Since FOC ships have no real nationality, they are beyond the reach of any single national seafarers' trade union.

What are FOCs?

A flag of convenience ship is one that flies the flag of a country other than the country of ownership.

The ITF takes into account the degree to which foreign owned vessels are registered and fly the country flag, as well as the following additional criteria, when declaring a register an FOC:

  • The ability and willingness of the flag state to enforce international minimum social standards on its vessels, including respect for basic human and trade union rights, freedom of association and the right to collective bargaining with bona fide trade unions.
  • The social record as determined by the degree of ratification and enforcement of ILO Conventions and Recommendations.
  • The safety and environmental record as revealed by the ratification and enforcement of IMO Conventions and revealed by port state control inspections, deficiencies and detentions.

The ITF believes there should be a genuine link between the real owner of a vessel and the flag the vessel flies, in accordance with the United Nations Convention on the Law of the Sea (UNCLOS).

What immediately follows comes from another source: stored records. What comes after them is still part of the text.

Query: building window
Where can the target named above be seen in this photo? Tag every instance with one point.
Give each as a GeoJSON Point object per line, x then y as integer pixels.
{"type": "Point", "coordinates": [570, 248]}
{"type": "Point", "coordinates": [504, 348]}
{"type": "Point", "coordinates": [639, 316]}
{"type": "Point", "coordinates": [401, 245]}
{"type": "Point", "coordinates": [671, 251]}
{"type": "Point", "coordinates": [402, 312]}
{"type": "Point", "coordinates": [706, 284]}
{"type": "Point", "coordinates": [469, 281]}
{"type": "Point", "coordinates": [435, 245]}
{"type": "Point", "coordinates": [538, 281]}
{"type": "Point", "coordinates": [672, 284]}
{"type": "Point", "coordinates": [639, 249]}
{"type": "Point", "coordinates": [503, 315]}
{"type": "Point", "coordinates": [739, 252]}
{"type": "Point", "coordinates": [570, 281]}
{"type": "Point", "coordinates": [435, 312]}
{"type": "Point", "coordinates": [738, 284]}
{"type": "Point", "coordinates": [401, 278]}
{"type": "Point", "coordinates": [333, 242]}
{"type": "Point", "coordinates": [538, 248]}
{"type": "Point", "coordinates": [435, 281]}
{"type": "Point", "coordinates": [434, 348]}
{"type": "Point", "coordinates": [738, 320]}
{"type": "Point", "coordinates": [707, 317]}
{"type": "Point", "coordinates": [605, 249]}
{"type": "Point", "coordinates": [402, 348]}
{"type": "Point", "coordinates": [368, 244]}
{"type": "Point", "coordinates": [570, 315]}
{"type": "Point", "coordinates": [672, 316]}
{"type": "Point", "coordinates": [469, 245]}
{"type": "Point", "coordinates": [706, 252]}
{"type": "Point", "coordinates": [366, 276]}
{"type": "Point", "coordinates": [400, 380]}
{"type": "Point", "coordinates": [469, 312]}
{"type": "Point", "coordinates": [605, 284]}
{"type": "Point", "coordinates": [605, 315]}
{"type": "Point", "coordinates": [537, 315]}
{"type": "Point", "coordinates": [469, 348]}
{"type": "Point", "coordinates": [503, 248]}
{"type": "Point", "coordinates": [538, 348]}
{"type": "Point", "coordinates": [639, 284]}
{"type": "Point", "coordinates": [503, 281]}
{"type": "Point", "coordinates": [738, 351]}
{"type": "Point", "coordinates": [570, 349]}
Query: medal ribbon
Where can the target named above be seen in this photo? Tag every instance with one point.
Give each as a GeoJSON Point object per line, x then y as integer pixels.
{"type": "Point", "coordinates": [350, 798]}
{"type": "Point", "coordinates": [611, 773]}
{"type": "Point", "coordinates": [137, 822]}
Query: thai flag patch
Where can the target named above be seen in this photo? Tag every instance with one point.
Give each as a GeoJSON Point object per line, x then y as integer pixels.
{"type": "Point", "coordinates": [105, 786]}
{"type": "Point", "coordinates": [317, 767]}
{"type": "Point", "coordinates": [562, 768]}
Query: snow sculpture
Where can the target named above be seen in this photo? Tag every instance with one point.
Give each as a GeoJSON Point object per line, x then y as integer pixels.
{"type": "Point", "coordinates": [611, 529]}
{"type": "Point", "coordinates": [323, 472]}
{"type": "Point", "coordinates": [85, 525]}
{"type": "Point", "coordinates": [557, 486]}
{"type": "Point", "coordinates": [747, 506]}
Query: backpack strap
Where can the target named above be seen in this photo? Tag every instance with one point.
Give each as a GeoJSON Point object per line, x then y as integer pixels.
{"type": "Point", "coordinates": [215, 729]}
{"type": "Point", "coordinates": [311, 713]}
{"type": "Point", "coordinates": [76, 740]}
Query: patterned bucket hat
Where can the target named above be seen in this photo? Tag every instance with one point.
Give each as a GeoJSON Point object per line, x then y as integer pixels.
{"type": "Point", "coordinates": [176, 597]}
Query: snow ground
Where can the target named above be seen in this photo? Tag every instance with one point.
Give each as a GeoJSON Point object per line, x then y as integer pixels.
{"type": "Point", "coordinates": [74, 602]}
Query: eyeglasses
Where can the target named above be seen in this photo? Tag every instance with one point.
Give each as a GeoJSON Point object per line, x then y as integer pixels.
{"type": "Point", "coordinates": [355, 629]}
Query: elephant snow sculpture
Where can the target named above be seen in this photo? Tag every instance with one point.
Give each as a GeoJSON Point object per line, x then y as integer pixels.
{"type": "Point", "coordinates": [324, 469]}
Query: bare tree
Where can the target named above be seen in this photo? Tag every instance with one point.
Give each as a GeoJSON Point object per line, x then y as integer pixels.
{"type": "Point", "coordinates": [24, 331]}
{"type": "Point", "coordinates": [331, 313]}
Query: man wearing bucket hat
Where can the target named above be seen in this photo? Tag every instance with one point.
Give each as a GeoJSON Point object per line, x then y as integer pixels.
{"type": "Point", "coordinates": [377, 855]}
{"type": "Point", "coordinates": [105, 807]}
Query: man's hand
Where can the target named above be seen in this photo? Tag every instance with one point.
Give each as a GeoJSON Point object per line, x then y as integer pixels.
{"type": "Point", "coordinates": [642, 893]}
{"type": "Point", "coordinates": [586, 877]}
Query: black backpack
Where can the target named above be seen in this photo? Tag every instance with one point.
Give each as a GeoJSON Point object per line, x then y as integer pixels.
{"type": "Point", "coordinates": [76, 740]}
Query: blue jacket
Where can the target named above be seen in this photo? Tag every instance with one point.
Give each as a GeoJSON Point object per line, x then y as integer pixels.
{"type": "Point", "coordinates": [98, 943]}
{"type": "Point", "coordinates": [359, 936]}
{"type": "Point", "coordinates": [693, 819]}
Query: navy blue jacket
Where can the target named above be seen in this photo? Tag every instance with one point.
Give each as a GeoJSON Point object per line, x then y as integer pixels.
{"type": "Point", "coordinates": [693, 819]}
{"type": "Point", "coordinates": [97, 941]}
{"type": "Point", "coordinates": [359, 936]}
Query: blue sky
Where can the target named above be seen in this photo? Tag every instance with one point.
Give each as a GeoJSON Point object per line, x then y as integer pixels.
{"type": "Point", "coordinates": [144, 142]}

There is no genuine link in the case of FOC registries.

Some of these registers have poor safety and training standards and place no restriction on the nationality of the crew. Sometimes, because of language differences, seafarers are not able to communicate effectively with each other, putting safety and the efficient operation of the ship at risk.

In many cases these flags are not even run from the country concerned.

Once a ship is registered under an FOC many shipowners then recruit the cheapest labour they can find, pay minimal wages and cut costs by lowering standards of living and working conditions for the crew.

Globalisation has helped to fuel this rush to the bottom. In an increasingly fierce competitive shipping market, each new FOC is forced to promote itself by offering the lowest possible fees and the minimum of regulation. In the same way, ship owners are forced to look for the cheapest and least regulated ways of running their vessels in order to compete, and FOCs provide the solution.